Прихрамывая, Харри зашагал за белым халатом по коридору, вошел в тесный кабинет с письменным столом и простеньким книжным шкафом. Никаких личных вещей.
– Я думал, в полиции свои врачи, – заметил доктор.
– Отнюдь. Обычно нас даже без очереди не пропускают. А откуда вы знаете, что я полицейский?
– Извините. Я Матиас. Просто шел по коридору и увидел вас.
Врач с улыбкой протянул руку. Зубы ровные, один к одному. До того ровные, что напрашивается мысль о вставной челюсти, но только на миг, потому что все лицо такое же симметричное, чистое, с правильными чертами. Глаза голубые, со смешливыми морщинками, ладонь сухая, пожатие крепкое.
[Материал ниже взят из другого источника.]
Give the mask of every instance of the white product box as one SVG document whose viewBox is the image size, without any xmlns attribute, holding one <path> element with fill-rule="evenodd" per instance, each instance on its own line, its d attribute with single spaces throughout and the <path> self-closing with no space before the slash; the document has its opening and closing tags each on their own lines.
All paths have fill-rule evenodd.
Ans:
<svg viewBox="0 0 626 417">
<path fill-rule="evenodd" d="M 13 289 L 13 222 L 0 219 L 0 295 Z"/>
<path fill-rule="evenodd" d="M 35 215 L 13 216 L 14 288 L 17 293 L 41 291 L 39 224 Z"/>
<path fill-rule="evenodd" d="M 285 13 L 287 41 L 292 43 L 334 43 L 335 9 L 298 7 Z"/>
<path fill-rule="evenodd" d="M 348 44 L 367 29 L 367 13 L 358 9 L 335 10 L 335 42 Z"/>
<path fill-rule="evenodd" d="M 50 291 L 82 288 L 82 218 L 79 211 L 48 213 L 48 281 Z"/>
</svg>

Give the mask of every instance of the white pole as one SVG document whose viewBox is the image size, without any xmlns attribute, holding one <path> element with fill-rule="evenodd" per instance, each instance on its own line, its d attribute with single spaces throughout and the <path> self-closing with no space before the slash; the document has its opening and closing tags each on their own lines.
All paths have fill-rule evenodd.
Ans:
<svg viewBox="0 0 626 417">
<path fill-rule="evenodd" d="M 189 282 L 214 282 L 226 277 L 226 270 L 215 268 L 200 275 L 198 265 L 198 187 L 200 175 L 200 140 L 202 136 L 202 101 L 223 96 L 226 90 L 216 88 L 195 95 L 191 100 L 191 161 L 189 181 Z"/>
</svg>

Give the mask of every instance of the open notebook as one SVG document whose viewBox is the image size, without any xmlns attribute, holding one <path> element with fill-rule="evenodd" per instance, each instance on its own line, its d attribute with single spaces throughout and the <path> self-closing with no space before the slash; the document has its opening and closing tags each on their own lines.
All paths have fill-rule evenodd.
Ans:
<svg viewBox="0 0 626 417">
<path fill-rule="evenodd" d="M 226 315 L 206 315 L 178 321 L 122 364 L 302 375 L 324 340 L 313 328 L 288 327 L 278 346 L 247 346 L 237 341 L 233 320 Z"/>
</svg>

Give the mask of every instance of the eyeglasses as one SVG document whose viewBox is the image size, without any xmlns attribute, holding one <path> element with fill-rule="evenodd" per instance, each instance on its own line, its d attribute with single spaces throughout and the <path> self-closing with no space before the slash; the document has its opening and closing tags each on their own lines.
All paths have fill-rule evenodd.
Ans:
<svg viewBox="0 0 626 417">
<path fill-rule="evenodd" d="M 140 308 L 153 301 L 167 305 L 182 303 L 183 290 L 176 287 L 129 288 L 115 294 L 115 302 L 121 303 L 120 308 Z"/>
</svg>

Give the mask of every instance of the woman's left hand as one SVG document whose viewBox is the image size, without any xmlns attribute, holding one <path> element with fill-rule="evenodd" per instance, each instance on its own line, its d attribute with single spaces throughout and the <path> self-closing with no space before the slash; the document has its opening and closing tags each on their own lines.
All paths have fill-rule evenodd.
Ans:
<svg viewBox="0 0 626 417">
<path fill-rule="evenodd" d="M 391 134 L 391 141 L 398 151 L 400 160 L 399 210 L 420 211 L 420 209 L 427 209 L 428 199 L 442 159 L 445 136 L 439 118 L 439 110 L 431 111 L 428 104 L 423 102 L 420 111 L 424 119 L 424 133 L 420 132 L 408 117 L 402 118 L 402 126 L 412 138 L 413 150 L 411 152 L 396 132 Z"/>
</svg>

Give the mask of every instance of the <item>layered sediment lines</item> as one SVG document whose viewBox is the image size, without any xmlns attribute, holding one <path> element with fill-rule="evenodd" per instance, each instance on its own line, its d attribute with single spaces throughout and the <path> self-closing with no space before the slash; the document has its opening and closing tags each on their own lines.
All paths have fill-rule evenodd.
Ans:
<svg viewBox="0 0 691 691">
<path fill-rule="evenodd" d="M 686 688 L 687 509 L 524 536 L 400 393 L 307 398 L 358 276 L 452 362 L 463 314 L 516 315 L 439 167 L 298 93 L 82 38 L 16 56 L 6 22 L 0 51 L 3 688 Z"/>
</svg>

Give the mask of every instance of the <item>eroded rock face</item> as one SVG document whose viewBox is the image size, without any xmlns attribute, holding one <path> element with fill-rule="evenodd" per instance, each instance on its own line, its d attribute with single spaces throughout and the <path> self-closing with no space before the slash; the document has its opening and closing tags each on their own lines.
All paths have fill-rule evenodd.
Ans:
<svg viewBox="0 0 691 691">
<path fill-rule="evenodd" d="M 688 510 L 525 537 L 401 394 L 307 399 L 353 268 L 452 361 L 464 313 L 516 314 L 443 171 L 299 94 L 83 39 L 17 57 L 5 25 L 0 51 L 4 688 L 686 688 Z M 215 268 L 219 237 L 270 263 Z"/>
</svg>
Прямо как в романе из жизни врачей, подумал Харри. Врач с теплыми руками.
– Матиас Лунн-Хельгесен, – сказал тот, испытующе глядя на Харри.
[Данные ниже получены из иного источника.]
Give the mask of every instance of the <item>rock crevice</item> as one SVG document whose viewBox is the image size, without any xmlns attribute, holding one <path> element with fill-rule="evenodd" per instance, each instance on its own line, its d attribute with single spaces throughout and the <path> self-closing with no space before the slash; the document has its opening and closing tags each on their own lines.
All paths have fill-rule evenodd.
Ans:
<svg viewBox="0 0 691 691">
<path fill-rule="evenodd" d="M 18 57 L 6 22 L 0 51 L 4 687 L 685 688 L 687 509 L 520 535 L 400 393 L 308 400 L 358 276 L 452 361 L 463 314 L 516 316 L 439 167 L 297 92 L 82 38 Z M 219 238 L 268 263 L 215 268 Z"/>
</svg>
– Понятно. Вы имеете в виду, я должен знать, кто вы.
– Мы встречались. Минувшим летом. На садовой вечеринке, у Ракели.
Харри прямо оцепенел, услышав из чужих уст ее имя.
– Вот как?
– В общем, это я… – быстро и тихо сказал Матиас Лунн-Хельгесен.
Харри хмыкнул, медленно кивнул.
– Больно мне очень.
– Понимаю. – Лицо Лунн-Хельгесена приняло серьезное и сочувственное выражение.
Харри закатал штанину.
– Вот здесь.
– Ах вот вы о чем… – Матиас Лунн-Хельгесен улыбнулся в легком замешательстве. – Что случилось?
– Собака укусила. Можете обработать?
– Ничего страшного нет. Кровотечение остановится. Я промою раны и наложу повязку с лекарством. – Он наклонился ближе. – Н-да, три раны от зубов. Сделаем укольчик от столбняка.
– До кости прокусила.
– Обычное ощущение.
– Нет, я имею в виду, собака вправду…
Харри осекся и задышал носом. До него дошло, что Матиас Лунн-Хельгесен думает, будто он выпивши. Да в общем-то, вполне обоснованно. Полицейский в порванном пальто, покусанный собакой, с подмоченной репутацией, и выпивкой от него разит за километр. Наверно, вот так он его изобразит, рассказывая Ракели, что ее бывший опять сорвался.
– …Вправду здорово прокусила.
Глава 4Понедельник, 14 декабря. Прощание
– Trka!
Он рывком сел в постели, слыша эхо собственного голоса меж пустых белых стен гостиничного номера. Телефон на ночном столике трезвонил вовсю. Он схватил трубку.
– This is your wake-up call…[1]
– Hvala, – поблагодарил он, хотя прекрасно знал, что голос записан на пленку.
Он в Загребе. И сегодня летит в Осло. Чтобы выполнить важнейший заказ. Последний.
Он закрыл глаза. Опять видел сон. Не про Париж и не про другие заказы, они ему никогда не снились. Снился всегда Вуковар, та осень, осада.
Сегодня ему снилось, как он бежал. Снова бежал под дождем, снова в тот вечер, когда отцу отняли руку. А четыре часа спустя отец умер, хотя врачи сказали, что операция прошла удачно. Сердце просто остановилось. И тогда он убежал от матери, убежал в темноту, под дождь, к реке, сжимая в руках отцовский пистолет, к позициям сербов, а они запустили осветительную ракету и стали стрелять по нему, но он не обращал внимания, только слышал хлюпанье, с каким пули врезались в склон, а склон вдруг исчез, и он упал в громадную бомбовую воронку. И вода поглотила его, поглотила все звуки, стало тихо, он пытался бежать под водой, но не двигался с места. Чувствуя, как руки-ноги цепенеют и наваливается сон, увидел в беспросветной черноте что-то красное – словно птица, взмахивающая крыльями в замедленном фильме. А когда очнулся, лежал закутанный в шерстяное одеяло, над головой раскачивалась голая лампочка, и от стрельбы сербской артиллерии в глаза и в рот сыпались крошки земли и штукатурки. Он их выплюнул, и кто-то, наклонясь к нему, сказал, что из воронки с водой его вытащил сам капитан Бобо. И показал на лысого мужчину возле лестницы, ведущей из бункера наверх. Мужчина был в форме, с красной косынкой на шее.